気付くと母屋の方からトタトタという足音がこちらに近づいてくるのが聞こえた。エイラ
は起きなおってあぐらをかくと、芳佳がお盆に乗せて持ってきたものに、ジッと視線を注
いだ。
「なんだそれ?」
それは一見果物のようだったが、鮮やかな赤い果肉と黒いストライブ風の模様が入った肉厚
な緑色の皮の奇妙な物体であった。
「これですか? スイカっていうんです」
「スイカ?」
「扶桑じゃ夏の暑い日には、井戸で冷やしたスイカって決まってるんです」
じゃあ毎日食べないといけないのか? とエイラは考えたものの言葉にはしなかった。
「よいしょ」
お盆を縁側に置くと、芳佳自身も腰を下ろした。
「そう言えばサーニャはどうしてる?」
お盆の上に並ぶ半月状に切ったスイカに手を伸ばそうとした芳佳の手を、その言葉が遮った。
「ああ、よく寝てます」
「そうか。・・・次からは蚊取り線香だっけ? ちゃんと用意しといてくれよな」
「はは、ごめんなさい」
昨日の夜、エイラと芳佳、サーニャの三人は蚊による襲撃を受けた。
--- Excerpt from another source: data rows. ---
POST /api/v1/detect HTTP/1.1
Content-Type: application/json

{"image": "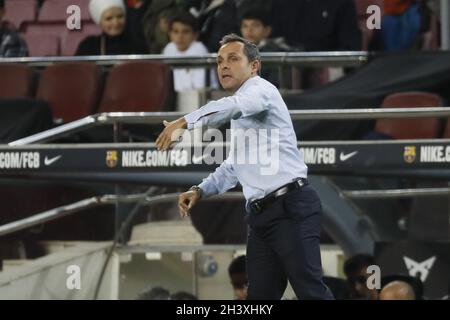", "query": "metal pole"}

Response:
[341,188,450,199]
[441,0,450,50]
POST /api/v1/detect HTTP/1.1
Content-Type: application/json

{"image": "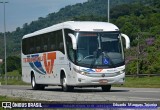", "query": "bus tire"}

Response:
[31,75,39,90]
[62,75,74,92]
[101,85,111,92]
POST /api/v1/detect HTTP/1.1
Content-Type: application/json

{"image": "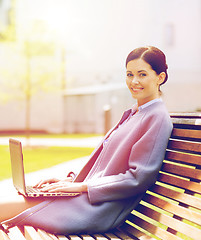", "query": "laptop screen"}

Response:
[9,138,25,194]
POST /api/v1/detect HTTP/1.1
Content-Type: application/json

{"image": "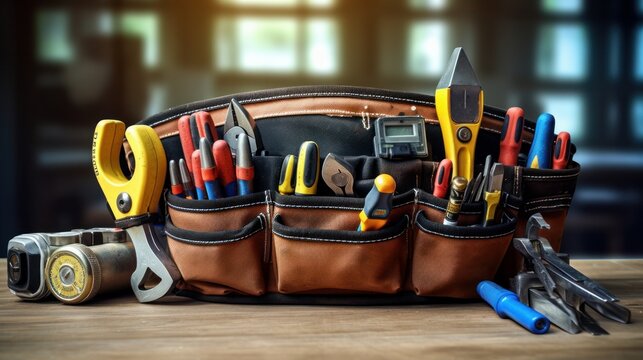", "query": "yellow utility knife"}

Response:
[482,163,505,226]
[435,47,484,180]
[92,120,181,302]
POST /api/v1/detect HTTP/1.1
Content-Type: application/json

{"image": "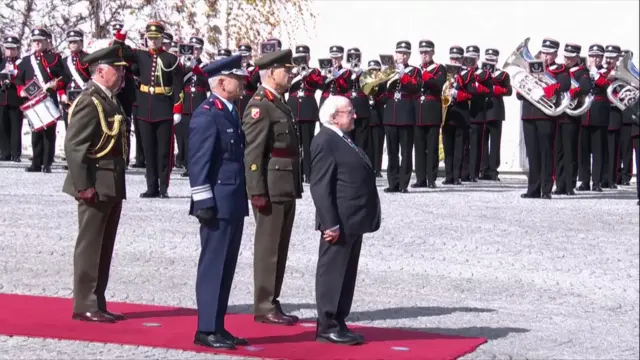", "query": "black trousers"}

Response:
[618,124,633,183]
[442,123,468,181]
[469,123,486,179]
[316,232,362,333]
[554,122,580,192]
[480,120,503,179]
[349,117,371,154]
[602,130,622,187]
[413,125,440,183]
[0,106,22,159]
[131,106,144,167]
[298,121,316,180]
[367,125,384,174]
[138,120,174,194]
[384,125,413,190]
[522,120,557,196]
[578,126,607,184]
[31,125,56,168]
[176,114,191,168]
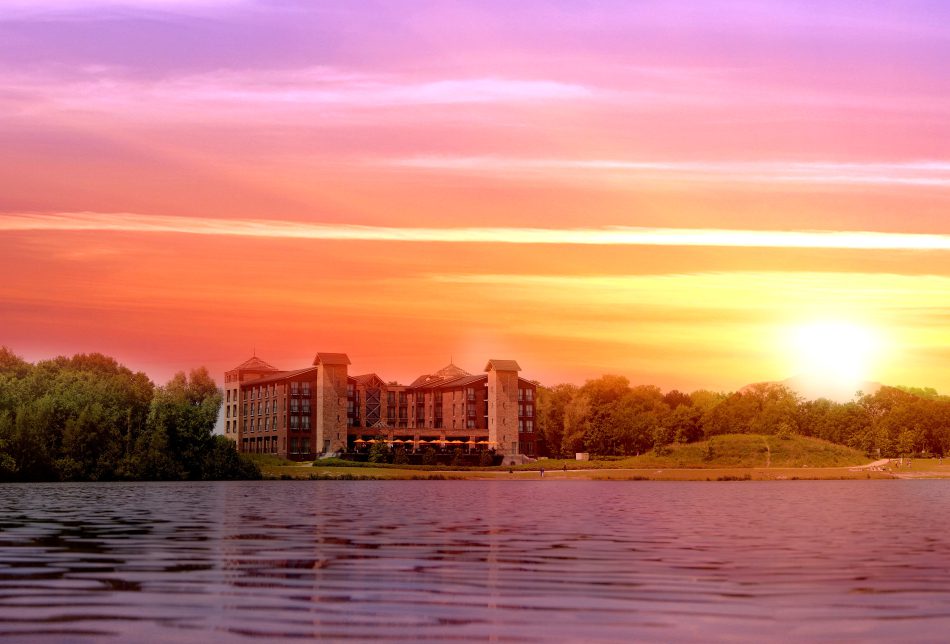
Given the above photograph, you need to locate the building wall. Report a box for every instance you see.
[224,354,539,460]
[316,363,347,453]
[488,369,519,454]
蚊帳のおかげで直接
の被害はなかったものの、サーニャは絶えず響く羽音に悩まされ、明け方近くまで眠るこ
とができなかったのである。
「じゃあ、食べてみるか・・・って、スプーンは?」
「直接手で持ってかぶりつくんです」
「直接? 種はどうすんだ?」
そう言って赤い果肉に点々と存在する黒いものを指差す。
「食べながら口の中で選り分けてって、お盆の上に吐き出すんです」
「・・・なんか汚いなぁ」
ただ、それが扶桑でのやり方なら、それに倣うことにした。
エイラはスイカに一口かじりつく。シャリという耳に心地よい音とともに、口の中に清涼
感とみずみずしい甘味が広がっていく。なるほど、確かにこの暑さの中では一番の食べ物
かもしれない。
「うまいなぁ、これ」
「でしょ」
「で、種は・・・」
エイラは口の中で果肉と選り分け、頬張っている種をお盆の上に落とした。
「小さい頃はよく種の飛ばしあいっこをしたんですよ」
そう言うと、芳佳は庭先へと勢いよく口の中の種を飛ばした。
「こんな感じで」
「ふ~ん」
エイラは気の無い体を装いながらも、芳佳と同じように種を飛ばした。
その飛距離は、芳佳のものをはるかに超えるものだった。
「私の勝ちだな」
エイラはニヤリとした顔を芳佳に向ける。
「さっ、さっきのは本気じゃなかったんです。これでも小さい頃は負け知らずだったんで
すから」
「じゃあ、その記録も今日で終わりだな」
その後も二人はスイカにむしゃむしゃとかぶりつきながら、口から飛ばす種の飛距離を競
いあった。そして気がつくと、両者のスイカは共に皮の白い部分が現れ始めていた。
「おい、ほっぺたに種ついてんぞ」
「えっ、そうですか」
「しょうがないなぁ」
エイラは、芳佳のほっぺたに着いた種を取り、食べ尽くされたスイカの皮が二つ並ぶお盆
の上に落とした。
「それにしてもうまかったなぁ。それに楽しかった・・・あ、でもさっきのツンツンメガ
ネが見たらたぶん怒んだろうなぁ」
「はは、そうですね」
エイラの言葉に芳佳も思わず苦笑いをする。
「よくもまぁ、そんな品の無いことができますわねって」
「よくもまぁ、そんな品の無いことができますわねって」
思わぬハーモニーに二人は顔を見合わせる。そして、どちらからともなく笑い声を立てた。
「でも、坂本さんがやってたらペリーヌさんも参加するんじゃないかな」
「そうだな。あ、でも慌てて食べだしてメガネがベチャベチャになってるかもな」
その言葉に今度は芳佳が最初に小さな笑い声を立てる。それにつられてエイラも笑った。
まだまだ蝉時雨がやむことは無かった。だが、そんな中で二人の明るい笑い声は、高らか
に、そしていつまでも響いていた。